How often do you disconnect?

Tuesday, February 20, 2018

Cutting The Cord

For months I've been toying with the idea of disconnecting the cable television and parting ways with our landline. And I think I'm getting very close to pulling the trigger to "cutting the cord."

I'm sure many, if not all, of us have done the analysis. It's simple to see that getting rid of cable and landline phone will save more than half of our monthly expense for the typical trifecta (cable, internet, tv). All we really need these days is internet. 

Once you have a connection to the World Wide Web, you can make phone calls using a VOIP and watch videos, movies, news, sports, and shows using any of the streaming platforms (ie. Netflix, Amazon Prime, Hulu, etc.) available nowadays. 

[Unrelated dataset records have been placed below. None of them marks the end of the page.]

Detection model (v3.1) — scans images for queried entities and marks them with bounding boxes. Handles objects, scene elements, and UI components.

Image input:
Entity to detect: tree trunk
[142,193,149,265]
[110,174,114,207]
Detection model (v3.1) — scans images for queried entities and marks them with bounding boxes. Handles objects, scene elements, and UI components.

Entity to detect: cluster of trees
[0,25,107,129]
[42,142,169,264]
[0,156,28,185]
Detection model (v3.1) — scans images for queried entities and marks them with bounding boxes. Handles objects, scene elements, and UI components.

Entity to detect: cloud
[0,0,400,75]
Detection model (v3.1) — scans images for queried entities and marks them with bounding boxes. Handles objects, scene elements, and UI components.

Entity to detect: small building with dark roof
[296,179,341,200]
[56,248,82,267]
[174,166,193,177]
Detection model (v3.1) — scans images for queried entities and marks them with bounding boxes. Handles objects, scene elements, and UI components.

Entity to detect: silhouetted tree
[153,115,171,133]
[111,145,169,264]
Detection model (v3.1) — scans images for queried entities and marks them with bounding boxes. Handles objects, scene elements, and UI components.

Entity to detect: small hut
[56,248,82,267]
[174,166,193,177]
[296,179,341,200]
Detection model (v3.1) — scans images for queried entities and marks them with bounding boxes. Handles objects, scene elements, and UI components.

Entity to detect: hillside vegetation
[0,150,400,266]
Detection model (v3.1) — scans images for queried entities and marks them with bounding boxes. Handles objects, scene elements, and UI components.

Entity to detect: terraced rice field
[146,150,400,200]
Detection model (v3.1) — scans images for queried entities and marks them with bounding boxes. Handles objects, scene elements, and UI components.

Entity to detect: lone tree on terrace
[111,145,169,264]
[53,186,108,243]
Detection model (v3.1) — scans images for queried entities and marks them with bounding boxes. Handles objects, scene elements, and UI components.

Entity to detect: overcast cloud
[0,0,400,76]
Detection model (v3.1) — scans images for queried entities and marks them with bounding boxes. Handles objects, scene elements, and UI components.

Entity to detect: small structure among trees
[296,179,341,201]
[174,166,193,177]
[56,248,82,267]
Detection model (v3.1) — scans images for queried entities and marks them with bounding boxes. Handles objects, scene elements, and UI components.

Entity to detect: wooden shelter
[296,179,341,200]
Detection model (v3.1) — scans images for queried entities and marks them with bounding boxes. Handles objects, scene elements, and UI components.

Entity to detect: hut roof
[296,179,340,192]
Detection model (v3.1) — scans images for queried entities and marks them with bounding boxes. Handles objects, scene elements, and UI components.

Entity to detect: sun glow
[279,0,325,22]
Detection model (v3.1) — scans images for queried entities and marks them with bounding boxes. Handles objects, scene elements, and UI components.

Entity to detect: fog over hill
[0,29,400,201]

For us, we don't really watch too much cable programming, so we won't really miss cable that much. It won't be necessary to subscribe to one of the television programming platforms to catch up either. We do watch movies and various series, so lucky for us, we already have Netflix and Amazon Prime. I think the only thing I'll really miss is sports programming. But I don't even really have time to watch live anymore anyway. So maybe I'll just get my fix through highlights on ESPN.com

The one kind of saving grace is this HDTV Antenna that I purchased on Amazon. It will allow us to get the basic local television channels (ie. CBS, NBC, ABC). And that's really good enough for me. As long as I can watch a few of my favorite shows (ie. The Big Bang Theory, Jeopardy, and The Voice every once in a while then I can be satisfied.